Single by The Osmonds

from the album The Osmond Brothers
- B-side: "Working Man's Blues"
- Released: March 1982
- Genre: Country
- Length: 3:00
- Label: Elektra Records 47438
- Songwriter(s): Diana Trask
- Producer(s): Rick Hall

The Osmonds singles chronology
| "Steppin' Out" (1979) | "I Think About Your Lovin'" (1982) | "It's Like Falling In Love (Over and Over)" (1982) |

= I Think About Your Lovin' =

"I Think About Your Lovin'" is a song written by Diana Trask and performed by The Osmond Brothers as the lead single of their 1982 self-titled album. It reached #17 on the Billboard country music chart in 1982.

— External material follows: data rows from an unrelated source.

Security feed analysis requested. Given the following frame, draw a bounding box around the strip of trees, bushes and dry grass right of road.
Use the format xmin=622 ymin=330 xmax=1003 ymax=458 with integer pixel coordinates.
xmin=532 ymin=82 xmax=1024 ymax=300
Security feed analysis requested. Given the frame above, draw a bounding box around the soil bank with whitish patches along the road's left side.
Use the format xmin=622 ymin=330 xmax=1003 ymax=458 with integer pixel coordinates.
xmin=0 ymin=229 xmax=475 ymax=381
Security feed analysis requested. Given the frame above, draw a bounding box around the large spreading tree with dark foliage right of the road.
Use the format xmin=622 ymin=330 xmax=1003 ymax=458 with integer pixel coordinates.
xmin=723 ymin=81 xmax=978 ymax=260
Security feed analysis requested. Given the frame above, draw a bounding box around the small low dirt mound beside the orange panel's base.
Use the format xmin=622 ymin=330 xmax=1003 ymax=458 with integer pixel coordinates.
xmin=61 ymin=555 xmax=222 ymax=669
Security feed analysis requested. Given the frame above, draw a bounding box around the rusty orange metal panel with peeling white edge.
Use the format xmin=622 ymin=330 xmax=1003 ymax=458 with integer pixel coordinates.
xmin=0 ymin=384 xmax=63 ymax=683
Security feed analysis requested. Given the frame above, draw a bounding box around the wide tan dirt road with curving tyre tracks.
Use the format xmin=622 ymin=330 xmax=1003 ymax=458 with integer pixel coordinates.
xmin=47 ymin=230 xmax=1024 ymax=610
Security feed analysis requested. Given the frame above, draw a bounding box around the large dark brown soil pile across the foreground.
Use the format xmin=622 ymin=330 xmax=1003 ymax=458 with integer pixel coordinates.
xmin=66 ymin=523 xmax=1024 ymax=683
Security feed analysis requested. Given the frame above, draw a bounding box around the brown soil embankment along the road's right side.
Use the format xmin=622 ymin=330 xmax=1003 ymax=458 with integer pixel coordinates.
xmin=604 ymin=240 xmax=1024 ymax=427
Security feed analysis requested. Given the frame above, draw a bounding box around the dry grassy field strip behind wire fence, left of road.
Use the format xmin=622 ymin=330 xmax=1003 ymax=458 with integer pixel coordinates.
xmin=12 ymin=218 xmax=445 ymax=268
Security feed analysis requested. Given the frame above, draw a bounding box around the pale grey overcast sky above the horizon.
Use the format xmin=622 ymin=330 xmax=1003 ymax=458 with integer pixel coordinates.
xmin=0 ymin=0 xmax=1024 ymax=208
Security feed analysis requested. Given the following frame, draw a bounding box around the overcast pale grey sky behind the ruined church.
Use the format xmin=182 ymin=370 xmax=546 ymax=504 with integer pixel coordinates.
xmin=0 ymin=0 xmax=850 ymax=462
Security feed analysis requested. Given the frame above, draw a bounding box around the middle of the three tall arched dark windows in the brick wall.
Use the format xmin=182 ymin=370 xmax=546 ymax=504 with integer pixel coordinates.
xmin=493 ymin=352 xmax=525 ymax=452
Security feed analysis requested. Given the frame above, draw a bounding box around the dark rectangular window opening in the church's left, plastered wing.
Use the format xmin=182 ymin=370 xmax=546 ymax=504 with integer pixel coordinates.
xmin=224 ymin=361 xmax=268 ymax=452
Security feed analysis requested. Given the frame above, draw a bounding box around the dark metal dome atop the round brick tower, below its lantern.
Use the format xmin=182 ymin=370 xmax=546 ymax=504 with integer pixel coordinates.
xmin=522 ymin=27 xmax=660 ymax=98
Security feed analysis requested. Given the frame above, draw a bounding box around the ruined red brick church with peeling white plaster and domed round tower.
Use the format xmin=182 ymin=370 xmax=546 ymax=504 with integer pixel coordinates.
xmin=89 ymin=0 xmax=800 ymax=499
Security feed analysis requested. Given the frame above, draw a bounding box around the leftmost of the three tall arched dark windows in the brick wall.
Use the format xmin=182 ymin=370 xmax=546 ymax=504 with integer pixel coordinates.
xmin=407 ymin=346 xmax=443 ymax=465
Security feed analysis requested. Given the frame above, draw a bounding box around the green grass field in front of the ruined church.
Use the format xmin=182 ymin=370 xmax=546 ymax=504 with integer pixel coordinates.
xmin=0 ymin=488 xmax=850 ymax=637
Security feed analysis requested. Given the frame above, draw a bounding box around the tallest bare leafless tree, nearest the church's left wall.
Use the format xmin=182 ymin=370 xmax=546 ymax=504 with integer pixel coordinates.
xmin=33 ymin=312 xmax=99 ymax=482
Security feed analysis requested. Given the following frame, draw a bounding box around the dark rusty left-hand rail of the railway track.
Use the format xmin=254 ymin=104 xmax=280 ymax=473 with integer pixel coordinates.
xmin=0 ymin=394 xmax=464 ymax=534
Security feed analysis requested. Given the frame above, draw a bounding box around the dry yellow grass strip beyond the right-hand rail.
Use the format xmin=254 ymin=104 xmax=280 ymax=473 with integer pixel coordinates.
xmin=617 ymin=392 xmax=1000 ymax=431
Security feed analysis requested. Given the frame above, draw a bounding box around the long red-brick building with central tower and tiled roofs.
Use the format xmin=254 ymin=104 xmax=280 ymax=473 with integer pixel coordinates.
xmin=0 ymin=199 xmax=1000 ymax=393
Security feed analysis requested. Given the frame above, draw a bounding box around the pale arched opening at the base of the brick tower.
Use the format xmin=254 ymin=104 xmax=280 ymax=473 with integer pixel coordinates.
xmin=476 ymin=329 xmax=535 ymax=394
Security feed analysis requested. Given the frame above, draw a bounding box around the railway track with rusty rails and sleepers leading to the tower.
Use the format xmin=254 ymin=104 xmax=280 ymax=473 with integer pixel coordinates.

"I Think About Your Lovin'" marked the first and highest-charting country music single for the Osmonds, and the first song to be released since the departure of Donny Osmond from the group and its return to the original four-man lineup. The song was produced by Rick Hall, who returned to work with the band after he had produced their early pop work in 1970 and 1971. Though all four brothers were by this time adults, the song and its associated album were largely recorded under orders from their father George Osmond, who demanded the brothers continue recording music to cover debts the family incurred in the late 1970s and refused to declare bankruptcy despite many of the debts being incurred by unscrupulous business partners and not the family itself.